Update (April 25): Metro’s Board of Directors scrapped plans for the letter Thursday. Michael Kapp, spokesperson for Director Hilda Solis, tells Curbed that Metro is already working with the state to secure funding for other projects. “Supervisor Solis felt there was no need to duplicate efforts,” says Kapp.
With new California Gov. Gavin Newsom taking a “realistic” approach to the state’s slow-moving high-speed rail project, Los Angeles transportation officials are asking whether funds for the Central Valley portion of the project would be better spent in Southern California.
Metro’s Board of Directors is set to vote Thursday on whether to send a letter to Newsom requesting “re-evaluation of plans to further invest in the Central Valley high-speed rail segments.”
During his first “state of the state” speech in February, Newsom committed to building the rapid transit line between Bakersfield and Merced, but said that plans to connect San Francisco and Los Angeles would have to wait until more funding becomes available.
His comments stirred up enough doubts about the project that the U.S. Department of Transportation announced shortly after that it would pull nearly $1 billion in funding for the rail line.
On May 1, the state’s High-Speed Rail Authority will submit a project update that will further detail plans to complete the first phase of the project, including revised budget estimates for the Central Valley segment and an eventual link to Silicon Valley.
A Metro motion authored by Metro board members Hilda Solis, Kathryn Barger, James Butts, Paul Krekorian, and Ara Najarian questions whether it’s wise to “further invest” in the project, given the murkiness of an eventual Southern California connection.
The Central Valley to Silicon Valley segment “has little value for public transportation and limited greenhouse gas reductions,” reads the motion. “Regional rail transit improvements in the Los Angeles region would be more cost effective with more substantial mobility benefits.”
At a Metro committee meeting last week, Solis said that “many, many projects” in the Los Angeles region could “potentially benefit” from an injection of funding that would otherwise be allocated toward high-speed rail.
Planning is still underway for a Southern California extension of the high-speed rail project that would link Palmdale to Anaheim, stopping in Burbank and Downtown LA along the way. But according to the project’s 2018 business plan, that portion of the line isn’t expected to open until 2033.
The High-Speed Rail Authority is also collaborating with Metro on a project aimed at increasing the number of trains that can pass through Union Station on a given day.

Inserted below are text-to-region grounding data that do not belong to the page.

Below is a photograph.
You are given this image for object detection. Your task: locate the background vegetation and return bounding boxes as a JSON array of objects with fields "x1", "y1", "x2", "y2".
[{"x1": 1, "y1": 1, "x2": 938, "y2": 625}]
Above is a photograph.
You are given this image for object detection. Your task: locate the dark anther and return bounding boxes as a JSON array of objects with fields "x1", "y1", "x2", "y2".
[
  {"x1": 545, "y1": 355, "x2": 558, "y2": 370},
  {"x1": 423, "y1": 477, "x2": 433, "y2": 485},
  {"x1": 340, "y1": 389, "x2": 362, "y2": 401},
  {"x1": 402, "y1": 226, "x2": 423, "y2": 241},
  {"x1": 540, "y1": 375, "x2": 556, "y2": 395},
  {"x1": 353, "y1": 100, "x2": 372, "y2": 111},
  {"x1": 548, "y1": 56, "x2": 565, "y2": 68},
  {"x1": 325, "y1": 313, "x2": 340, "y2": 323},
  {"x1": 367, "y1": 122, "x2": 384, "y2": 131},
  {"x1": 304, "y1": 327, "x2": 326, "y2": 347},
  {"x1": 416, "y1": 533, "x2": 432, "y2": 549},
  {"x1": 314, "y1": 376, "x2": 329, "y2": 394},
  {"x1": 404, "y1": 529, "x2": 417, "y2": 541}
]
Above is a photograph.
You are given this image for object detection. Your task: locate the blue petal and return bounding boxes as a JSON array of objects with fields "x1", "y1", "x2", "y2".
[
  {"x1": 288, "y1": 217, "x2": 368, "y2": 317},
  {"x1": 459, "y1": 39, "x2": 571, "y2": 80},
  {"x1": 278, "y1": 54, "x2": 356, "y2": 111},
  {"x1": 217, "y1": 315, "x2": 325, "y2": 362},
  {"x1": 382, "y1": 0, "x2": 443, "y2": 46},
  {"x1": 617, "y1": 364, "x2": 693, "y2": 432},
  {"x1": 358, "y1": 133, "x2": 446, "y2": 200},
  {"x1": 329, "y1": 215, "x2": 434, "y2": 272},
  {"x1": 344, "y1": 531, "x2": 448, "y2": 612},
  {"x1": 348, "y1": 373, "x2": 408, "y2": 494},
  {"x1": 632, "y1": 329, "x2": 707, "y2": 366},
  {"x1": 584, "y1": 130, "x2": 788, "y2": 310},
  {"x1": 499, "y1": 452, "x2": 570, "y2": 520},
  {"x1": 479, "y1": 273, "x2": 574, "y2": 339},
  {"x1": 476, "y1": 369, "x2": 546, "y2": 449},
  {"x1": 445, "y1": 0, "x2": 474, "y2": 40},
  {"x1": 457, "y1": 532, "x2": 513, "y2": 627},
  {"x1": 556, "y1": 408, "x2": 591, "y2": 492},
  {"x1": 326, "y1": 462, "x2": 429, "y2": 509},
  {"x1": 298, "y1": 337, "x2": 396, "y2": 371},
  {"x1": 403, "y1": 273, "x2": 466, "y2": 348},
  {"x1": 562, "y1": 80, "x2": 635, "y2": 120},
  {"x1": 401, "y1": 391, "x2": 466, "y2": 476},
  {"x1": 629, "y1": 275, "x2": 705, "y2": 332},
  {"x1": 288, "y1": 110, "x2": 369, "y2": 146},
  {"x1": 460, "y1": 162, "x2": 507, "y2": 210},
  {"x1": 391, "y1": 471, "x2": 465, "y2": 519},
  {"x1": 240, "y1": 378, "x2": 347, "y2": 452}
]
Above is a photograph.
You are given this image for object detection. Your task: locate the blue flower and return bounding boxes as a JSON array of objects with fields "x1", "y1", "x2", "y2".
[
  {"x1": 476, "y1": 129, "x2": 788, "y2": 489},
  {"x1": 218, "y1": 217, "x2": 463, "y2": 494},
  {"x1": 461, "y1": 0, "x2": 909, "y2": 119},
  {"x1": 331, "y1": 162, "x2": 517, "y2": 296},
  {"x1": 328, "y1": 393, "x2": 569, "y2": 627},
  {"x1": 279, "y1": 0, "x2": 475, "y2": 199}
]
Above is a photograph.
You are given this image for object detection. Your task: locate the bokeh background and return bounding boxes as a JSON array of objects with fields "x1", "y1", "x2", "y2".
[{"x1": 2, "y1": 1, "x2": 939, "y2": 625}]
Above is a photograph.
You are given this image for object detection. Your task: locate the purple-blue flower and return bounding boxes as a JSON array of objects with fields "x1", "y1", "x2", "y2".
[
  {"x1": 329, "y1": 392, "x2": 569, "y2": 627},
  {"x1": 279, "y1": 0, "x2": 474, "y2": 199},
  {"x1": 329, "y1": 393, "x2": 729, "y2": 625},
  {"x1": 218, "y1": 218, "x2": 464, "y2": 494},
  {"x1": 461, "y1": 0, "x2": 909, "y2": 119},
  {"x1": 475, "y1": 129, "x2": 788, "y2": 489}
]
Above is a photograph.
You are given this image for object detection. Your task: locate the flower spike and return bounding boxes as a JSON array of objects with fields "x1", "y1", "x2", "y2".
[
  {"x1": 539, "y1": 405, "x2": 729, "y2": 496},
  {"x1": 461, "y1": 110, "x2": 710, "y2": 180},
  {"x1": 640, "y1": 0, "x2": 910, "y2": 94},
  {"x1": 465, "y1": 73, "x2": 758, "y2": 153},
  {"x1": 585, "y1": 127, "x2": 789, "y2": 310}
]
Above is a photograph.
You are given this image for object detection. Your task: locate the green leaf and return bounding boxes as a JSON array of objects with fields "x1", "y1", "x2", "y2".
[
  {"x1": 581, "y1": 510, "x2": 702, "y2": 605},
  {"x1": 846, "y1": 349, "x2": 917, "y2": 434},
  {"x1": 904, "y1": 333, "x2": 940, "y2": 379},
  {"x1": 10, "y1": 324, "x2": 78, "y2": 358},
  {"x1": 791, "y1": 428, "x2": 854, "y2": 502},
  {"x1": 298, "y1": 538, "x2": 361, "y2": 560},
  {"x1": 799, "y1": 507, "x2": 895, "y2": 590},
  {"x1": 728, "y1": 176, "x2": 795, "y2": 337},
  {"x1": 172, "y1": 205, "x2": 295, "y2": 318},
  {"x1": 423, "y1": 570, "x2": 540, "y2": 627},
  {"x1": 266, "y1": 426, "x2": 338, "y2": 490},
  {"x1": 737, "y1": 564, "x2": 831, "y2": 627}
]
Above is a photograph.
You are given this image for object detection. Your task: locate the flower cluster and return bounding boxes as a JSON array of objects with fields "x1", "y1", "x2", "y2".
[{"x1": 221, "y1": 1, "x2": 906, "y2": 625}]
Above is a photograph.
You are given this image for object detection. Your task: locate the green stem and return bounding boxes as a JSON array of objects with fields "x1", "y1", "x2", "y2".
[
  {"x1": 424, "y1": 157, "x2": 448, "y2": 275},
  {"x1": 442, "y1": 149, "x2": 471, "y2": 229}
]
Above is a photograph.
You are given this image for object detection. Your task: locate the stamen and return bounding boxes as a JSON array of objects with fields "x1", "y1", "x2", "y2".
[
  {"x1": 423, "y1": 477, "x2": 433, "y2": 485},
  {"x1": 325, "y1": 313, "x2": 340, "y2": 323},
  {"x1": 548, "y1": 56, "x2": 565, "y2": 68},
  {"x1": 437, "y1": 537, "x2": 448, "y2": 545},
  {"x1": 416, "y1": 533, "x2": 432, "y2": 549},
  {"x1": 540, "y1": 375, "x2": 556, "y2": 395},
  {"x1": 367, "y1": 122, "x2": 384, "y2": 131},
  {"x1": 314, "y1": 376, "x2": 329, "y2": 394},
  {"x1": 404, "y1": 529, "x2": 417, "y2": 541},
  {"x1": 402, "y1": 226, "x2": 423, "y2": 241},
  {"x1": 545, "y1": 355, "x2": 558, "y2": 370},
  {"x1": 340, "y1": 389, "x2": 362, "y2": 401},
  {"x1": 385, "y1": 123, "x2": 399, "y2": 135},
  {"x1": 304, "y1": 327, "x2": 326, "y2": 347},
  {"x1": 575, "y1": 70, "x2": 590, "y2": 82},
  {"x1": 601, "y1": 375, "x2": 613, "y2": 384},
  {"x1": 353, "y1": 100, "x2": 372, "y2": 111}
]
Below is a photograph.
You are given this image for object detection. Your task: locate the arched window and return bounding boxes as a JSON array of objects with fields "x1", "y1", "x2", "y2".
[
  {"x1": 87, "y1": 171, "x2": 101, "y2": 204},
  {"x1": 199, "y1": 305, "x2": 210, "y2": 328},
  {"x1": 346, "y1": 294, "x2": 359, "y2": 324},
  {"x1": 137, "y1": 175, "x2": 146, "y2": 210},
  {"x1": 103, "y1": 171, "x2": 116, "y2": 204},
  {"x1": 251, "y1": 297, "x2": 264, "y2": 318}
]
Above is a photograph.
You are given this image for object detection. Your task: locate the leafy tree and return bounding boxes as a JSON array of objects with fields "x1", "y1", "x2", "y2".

Solis suggested last week that high-speed rail officials should “take a look” at other projects in the Los Angeles area that could provide more immediate impacts for local transit users—though she did not specify which projects should be given priority.
Relatively flush with spending money after Los Angeles voters approved a 2016 sales tax initiative, Metro is seeking to accelerate several key projects to ensure they wrap up in time for the 2028 Olympics. To do that, the agency will need to come up with additional funding sources to supplement future tax revenue.
Last year, Metro staffers offered a range of suggestions for where that additional money could come from, including grants from both the state and federal government.